There are plenty of us that sit on the outside looking in, envious of the opportunities afforded to successful musicians without considering the responsibility that goes with it, but there are inevitable and unavoidable difficulties that come with trying to turn your passion into a professional pursuit.

“From the very first record, and none of us would have anticipated this, but it has been a full time job,” says Willett. “Art is a strange thing, in that you want to be able to do it for a living, but you don’t want to be able to thinking about it professionally, you don’t want to think about making money. It’s not like real estate where the goal is to make the most money.”

So with some ten years experience in performing his balancing act, growing and developing their sound, Cold War Kids’ latest release, Hold My Home, has seen the group come full circle, blending the attitude that spawned their debut album with the benefits they’ve garnered from their previous successes to put together an album that attempts to build a unique contemporary sound on a foundation of traditional instrumentation.

“Inevitably, the record is going to be compared to the first one because it is probably the most direct and to the point record in many ways,” he reflects. “The last record only really came out a year and half ago or so, and we wanted to get this one out quickly and embrace all the advantages of having our own studio. I think it’s part of the modern age of being in a band. You don’t wait around in between records, because with the technology available you don’t need labour of it in the way that you might have had to in the past. So there’s an immediacy, lyrically and musically, that’s the way we approached it, we didn’t want it to sound or feel laboured over.”

Hold My Home certainly doesn’t feel laboured over; it seems a little more fluid than their other albums. The overall tone is less polished and the melodies are a little fuller and a touch less predictable. Polish has been forgone in order for the record to retain its initial character. After all, when you scrutinise every single element of a song, or an album, you run the risk of washing out or undermining the very elements that make it bold and interesting. It shares some fairly striking similarities with Robbers and Cowards and also, to a slightly lesser extent, their sophomore release Loyalty to Loyalty. There’s a real strong poetic element to the lyricism present on all three records. It’s never tenuous or exhausting. It’s self reflexive, and entirely believable.

Willett’s never been one to shy away from flexing his linguistic muscle. The subject matter of their music has always been one of their strengths, and in Hold My Home, it shines through once again, perhaps more than it has in other recent releases. The earnestness present in their more solemn tracks is something that can’t be manufactured: it’s the bi-product of genuine introspection; something Willett reveals is plaguing him in the time between keeping busy with music.     

“These are the times, between finishing a record and beginning a tour that you think about it most.

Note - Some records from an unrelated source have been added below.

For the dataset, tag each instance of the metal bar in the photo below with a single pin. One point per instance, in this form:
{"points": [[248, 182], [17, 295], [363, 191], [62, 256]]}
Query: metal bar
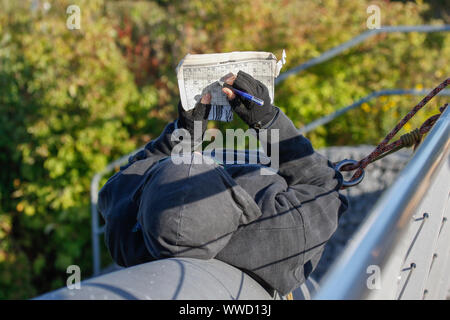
{"points": [[374, 241], [327, 55], [324, 120]]}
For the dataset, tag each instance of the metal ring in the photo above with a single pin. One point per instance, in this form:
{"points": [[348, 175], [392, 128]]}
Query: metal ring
{"points": [[350, 183]]}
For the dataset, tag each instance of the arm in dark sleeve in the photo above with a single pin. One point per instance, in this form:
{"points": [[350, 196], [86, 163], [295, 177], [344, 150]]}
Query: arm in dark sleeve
{"points": [[158, 148], [298, 163], [312, 188]]}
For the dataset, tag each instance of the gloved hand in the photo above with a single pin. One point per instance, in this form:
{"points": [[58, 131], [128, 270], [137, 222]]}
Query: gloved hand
{"points": [[254, 115], [199, 113]]}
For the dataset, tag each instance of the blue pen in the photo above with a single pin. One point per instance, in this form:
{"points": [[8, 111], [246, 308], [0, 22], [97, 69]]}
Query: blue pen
{"points": [[245, 95]]}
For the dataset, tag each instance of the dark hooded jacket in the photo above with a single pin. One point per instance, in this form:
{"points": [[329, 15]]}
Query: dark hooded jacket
{"points": [[274, 226]]}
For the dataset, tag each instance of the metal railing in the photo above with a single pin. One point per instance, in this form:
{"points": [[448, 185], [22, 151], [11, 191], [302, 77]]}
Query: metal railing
{"points": [[96, 230], [393, 239]]}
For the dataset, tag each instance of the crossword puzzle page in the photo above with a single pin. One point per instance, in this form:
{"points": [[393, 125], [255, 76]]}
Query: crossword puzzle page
{"points": [[200, 73]]}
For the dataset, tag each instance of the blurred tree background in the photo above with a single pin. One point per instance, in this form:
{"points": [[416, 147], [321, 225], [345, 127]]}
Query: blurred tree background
{"points": [[72, 101]]}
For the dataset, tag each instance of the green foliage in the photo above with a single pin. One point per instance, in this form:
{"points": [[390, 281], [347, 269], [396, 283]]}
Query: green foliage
{"points": [[73, 100]]}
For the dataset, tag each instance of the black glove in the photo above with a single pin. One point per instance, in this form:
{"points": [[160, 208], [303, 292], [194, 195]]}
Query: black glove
{"points": [[199, 113], [254, 115]]}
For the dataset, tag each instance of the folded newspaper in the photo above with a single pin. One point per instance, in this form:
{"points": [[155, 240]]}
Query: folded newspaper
{"points": [[200, 73]]}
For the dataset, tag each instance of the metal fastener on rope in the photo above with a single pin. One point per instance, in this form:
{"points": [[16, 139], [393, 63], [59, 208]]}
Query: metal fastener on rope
{"points": [[350, 183]]}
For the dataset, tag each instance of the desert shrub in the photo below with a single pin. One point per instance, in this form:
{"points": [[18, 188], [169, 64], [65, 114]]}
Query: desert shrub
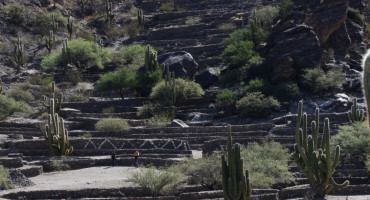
{"points": [[77, 98], [109, 110], [60, 165], [132, 56], [156, 181], [168, 6], [205, 171], [227, 27], [19, 95], [266, 16], [117, 81], [267, 163], [9, 106], [42, 23], [159, 120], [82, 54], [225, 99], [192, 20], [256, 104], [238, 54], [321, 82], [146, 81], [353, 140], [285, 8], [185, 89], [287, 92], [255, 85], [5, 183], [115, 125]]}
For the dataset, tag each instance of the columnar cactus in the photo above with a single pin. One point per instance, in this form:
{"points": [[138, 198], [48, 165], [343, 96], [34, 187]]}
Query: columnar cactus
{"points": [[356, 114], [170, 90], [109, 11], [235, 184], [70, 26], [56, 135], [56, 101], [151, 62], [50, 41], [316, 162], [140, 17], [19, 55], [54, 24]]}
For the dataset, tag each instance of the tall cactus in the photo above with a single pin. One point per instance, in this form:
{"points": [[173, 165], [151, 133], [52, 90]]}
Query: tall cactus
{"points": [[54, 24], [19, 55], [151, 62], [170, 90], [109, 11], [356, 114], [140, 17], [50, 41], [316, 162], [56, 101], [56, 135], [235, 184], [70, 26]]}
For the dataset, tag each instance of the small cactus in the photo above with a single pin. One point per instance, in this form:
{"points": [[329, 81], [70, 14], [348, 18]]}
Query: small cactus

They’re also the times I try not to think about it,” he says. “You get too introspective and think, ‘Who am I? What am I doing with my life?’ I have spent my whole adulthood on tour, and does that mean I’m a child developmentally because I’m not in the same workplace structure that most of my adult friends are? Do I have too much freedom? Do I not use it well enough? Should I be trying to write a book? Or spend more time feeding the homeless? Or do more good in general? Or just work harder in general? It’s hard to not ask yourself too many questions that just stunt you and prevent you from doing anything at all. So how does that affect my life? I guess sometimes my cup runneth over and I’m so stuck that it’s impossible to do anything, and other times I’m up and I’m doing all I can do with everything I’ve been given. I’m usually somewhere between those two places.”